Menlu menegaskan bahwa kunjungan kenegaraan Raja Abdullah II memiliki arti strategis bagi hubungan kedua negara. Ia menjelaskan, kedekatan Indonesia–Yordania tidak hanya bersifat diplomatik, tetapi juga personal. “Keduanya juga merupakan sahabat lama yang sejak masa mudanya sudah saling mengenal. Dulu juga waktu Bapak Presiden masih aktif di tentara, selalu melaksanakan kerja sama dan latihan-latihan militer dengan Kerajaan Yordania,” ujarnya.

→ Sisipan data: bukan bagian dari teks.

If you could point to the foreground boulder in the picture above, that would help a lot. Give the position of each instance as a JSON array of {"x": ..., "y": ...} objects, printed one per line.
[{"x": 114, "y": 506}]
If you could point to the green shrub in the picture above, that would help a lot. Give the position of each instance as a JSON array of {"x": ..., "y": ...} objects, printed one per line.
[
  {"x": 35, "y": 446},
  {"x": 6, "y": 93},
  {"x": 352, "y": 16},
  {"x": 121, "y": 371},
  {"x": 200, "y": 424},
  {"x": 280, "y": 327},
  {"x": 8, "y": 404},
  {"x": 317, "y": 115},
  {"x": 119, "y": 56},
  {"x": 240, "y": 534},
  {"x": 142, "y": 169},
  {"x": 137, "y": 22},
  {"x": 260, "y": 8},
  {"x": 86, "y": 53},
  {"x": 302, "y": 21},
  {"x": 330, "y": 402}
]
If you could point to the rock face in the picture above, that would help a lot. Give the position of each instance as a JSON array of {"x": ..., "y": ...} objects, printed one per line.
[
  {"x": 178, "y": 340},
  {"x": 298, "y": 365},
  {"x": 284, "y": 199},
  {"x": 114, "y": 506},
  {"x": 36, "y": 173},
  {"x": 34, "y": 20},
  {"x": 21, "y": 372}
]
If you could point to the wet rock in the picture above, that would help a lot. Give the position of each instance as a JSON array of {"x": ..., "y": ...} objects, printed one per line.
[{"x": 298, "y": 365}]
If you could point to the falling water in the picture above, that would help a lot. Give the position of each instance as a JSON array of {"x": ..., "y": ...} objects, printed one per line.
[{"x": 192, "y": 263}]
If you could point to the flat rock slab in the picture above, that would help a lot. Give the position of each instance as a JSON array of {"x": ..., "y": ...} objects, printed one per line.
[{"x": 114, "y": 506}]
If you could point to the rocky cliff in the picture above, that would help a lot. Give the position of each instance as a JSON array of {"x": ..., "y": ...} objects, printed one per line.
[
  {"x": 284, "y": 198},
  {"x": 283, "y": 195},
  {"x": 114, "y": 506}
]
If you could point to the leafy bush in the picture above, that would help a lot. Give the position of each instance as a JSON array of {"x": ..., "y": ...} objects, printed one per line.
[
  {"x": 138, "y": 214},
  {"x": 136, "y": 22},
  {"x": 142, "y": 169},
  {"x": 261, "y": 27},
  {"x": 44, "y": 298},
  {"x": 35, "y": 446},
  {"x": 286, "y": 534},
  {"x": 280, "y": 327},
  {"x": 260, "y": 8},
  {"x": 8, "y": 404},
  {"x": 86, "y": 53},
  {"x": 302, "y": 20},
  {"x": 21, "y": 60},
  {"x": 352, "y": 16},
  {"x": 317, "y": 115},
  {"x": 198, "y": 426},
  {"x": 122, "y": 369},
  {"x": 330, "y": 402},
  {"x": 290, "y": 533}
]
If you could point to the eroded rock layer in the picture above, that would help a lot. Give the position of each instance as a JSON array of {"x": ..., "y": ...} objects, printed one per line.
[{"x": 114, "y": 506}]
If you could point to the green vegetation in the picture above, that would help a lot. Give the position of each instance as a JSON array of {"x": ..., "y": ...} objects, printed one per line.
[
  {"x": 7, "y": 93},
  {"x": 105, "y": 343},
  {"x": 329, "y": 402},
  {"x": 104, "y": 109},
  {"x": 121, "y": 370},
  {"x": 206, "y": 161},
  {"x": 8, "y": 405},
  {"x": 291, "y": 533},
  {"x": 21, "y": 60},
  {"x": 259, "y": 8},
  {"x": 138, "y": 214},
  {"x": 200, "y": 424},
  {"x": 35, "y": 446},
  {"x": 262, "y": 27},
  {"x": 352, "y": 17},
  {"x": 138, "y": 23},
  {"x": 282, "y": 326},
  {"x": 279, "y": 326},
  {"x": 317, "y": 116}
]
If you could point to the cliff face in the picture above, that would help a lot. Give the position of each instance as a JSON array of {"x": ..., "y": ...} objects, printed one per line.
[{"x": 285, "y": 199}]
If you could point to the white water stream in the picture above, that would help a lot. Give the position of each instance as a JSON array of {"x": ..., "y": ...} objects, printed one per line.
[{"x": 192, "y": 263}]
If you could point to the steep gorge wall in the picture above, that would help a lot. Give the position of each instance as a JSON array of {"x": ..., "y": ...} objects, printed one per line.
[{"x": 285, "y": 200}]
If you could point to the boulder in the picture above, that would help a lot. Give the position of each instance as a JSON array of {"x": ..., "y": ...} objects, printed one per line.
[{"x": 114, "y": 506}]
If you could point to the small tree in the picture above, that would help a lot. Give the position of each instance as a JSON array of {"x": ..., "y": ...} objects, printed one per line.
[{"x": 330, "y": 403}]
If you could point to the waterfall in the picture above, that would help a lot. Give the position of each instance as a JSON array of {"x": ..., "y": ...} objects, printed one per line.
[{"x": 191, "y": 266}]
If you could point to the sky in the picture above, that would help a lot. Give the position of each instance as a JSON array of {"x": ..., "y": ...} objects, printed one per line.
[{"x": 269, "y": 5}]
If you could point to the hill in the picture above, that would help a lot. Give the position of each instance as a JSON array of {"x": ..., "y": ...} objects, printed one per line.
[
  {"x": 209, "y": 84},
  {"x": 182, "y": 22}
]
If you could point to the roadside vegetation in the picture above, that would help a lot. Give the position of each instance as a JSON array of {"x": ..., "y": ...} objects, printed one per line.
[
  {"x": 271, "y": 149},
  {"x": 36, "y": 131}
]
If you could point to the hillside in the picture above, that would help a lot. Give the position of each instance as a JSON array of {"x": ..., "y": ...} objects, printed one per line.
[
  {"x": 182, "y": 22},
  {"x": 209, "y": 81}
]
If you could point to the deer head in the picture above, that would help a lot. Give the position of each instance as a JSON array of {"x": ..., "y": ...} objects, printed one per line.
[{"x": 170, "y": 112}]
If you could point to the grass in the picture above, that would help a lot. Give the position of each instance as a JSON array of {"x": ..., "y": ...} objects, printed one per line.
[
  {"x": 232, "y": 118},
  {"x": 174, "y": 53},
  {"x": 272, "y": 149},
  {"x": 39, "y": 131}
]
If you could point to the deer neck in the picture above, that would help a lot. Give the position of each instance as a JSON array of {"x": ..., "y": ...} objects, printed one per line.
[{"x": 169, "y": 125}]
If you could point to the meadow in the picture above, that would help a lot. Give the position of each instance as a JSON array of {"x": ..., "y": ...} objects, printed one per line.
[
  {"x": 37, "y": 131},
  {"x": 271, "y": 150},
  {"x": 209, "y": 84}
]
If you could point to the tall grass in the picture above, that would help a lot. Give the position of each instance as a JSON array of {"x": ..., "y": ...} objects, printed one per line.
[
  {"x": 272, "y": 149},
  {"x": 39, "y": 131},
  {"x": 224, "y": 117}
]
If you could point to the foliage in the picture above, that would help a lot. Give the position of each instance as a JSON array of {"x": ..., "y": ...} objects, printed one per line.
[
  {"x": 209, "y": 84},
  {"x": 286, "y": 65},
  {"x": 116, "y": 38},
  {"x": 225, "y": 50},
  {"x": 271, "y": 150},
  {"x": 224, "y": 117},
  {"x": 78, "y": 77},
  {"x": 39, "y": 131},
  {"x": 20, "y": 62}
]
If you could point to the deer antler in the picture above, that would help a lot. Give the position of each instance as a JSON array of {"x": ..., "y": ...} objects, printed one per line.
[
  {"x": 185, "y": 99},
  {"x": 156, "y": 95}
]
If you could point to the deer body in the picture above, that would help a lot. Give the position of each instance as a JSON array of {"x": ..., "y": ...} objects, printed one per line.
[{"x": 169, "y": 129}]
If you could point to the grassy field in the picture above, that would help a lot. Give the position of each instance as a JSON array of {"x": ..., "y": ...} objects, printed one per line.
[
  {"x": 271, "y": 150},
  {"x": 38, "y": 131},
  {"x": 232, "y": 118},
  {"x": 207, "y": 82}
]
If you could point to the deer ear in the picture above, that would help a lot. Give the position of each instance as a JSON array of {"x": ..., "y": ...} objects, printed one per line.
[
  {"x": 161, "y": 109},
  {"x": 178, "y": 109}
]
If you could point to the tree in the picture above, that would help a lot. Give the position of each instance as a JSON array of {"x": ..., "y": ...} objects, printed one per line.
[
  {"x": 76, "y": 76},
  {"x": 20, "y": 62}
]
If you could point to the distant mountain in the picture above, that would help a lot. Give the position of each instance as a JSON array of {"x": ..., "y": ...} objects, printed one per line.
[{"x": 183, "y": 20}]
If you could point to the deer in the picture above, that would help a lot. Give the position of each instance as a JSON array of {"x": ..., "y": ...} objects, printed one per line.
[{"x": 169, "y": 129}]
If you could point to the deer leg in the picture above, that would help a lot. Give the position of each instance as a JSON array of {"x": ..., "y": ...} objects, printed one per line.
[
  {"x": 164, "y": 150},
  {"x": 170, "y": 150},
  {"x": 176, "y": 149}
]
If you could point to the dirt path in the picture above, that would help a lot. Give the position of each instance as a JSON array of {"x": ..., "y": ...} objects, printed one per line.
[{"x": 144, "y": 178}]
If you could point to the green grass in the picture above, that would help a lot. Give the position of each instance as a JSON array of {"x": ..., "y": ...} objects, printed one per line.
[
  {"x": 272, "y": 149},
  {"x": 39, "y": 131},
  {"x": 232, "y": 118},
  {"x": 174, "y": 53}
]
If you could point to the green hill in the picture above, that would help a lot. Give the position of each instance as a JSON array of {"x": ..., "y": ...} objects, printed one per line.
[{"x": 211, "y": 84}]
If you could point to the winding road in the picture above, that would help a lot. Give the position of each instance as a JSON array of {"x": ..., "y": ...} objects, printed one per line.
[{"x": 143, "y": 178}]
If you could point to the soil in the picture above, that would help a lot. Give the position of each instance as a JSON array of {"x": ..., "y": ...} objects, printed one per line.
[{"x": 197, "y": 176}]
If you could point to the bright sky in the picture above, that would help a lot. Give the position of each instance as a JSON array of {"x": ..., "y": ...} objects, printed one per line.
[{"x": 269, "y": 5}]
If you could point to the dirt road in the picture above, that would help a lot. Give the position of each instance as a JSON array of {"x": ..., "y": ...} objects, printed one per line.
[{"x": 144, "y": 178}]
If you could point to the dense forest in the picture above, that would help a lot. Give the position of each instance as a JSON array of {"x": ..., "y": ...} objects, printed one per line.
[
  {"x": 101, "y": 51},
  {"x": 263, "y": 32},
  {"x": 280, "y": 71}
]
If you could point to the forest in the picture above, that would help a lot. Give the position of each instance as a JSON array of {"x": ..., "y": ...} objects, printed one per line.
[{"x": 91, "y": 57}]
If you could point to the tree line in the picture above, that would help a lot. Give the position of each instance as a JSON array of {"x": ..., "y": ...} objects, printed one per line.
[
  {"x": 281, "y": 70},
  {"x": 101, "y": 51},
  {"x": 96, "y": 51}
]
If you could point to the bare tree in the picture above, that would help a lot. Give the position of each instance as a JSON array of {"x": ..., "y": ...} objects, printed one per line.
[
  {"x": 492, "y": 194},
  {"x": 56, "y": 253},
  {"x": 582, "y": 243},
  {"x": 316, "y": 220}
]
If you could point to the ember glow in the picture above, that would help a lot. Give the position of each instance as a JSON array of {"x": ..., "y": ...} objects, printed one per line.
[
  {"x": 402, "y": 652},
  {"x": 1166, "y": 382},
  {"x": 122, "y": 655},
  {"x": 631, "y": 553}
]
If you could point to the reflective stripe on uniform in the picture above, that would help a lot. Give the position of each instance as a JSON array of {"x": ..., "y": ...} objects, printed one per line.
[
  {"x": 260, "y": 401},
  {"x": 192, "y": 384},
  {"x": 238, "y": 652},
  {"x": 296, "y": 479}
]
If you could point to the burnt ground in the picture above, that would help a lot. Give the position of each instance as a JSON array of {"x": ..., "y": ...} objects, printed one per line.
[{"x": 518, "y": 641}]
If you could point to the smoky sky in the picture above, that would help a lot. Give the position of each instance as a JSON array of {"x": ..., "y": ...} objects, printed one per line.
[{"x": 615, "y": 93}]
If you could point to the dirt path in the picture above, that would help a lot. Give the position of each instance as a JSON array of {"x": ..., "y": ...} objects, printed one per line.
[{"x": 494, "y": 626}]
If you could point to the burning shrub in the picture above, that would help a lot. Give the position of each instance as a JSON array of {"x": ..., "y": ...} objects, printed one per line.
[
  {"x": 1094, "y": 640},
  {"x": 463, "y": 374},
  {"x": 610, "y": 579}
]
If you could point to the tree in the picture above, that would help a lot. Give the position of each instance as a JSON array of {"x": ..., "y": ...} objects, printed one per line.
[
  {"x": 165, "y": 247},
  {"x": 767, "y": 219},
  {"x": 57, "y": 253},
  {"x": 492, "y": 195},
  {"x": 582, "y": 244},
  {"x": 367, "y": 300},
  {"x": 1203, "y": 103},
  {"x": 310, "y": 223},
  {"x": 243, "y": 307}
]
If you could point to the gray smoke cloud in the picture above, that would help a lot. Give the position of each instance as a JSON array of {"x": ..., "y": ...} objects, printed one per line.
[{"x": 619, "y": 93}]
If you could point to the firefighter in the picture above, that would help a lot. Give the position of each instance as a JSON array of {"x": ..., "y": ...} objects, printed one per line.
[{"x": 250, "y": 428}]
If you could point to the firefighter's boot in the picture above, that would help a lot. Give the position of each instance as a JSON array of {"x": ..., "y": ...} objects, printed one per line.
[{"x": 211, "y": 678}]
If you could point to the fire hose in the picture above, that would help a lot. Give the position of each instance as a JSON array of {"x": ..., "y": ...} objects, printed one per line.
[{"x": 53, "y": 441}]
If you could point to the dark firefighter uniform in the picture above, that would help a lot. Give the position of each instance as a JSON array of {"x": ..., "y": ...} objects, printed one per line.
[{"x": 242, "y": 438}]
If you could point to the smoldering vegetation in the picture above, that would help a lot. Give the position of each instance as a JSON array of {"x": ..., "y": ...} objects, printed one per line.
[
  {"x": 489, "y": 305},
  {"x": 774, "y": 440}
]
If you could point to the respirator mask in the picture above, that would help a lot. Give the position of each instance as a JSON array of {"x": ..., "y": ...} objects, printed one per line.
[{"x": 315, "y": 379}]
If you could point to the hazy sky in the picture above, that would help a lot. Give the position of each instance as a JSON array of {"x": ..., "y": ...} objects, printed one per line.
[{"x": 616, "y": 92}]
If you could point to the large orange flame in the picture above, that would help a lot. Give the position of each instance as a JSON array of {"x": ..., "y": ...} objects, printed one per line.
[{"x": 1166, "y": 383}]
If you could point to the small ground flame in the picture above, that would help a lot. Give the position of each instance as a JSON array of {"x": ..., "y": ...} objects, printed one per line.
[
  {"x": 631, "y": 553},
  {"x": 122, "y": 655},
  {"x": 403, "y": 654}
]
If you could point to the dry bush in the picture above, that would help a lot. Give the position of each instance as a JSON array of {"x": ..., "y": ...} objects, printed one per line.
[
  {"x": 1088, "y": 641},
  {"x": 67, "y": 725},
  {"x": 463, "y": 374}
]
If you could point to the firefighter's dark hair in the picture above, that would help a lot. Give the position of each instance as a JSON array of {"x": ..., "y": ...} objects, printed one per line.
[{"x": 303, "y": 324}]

Dalam pertemuan bilateral terbaru, Indonesia dan Yordania sepakat menjajaki peningkatan kerja sama di berbagai sektor. Di bidang ekonomi, Raja Abdullah II dijadwalkan mengunjungi Danantara Indonesia untuk membahas peluang kolaborasi intensif, termasuk dalam pengembangan komoditas fosfat. Sementara di bidang pertahanan dan keamanan, kedua negara berkomitmen memperkuat kerja sama melalui pelatihan militer bersama.
Sugiono menambahkan, kunjungan Raja Abdullah II menjadi momentum penting untuk memperkuat hubungan Indonesia–Yordania sekaligus membahas upaya bersama dalam merespons situasi kemanusiaan di Gaza.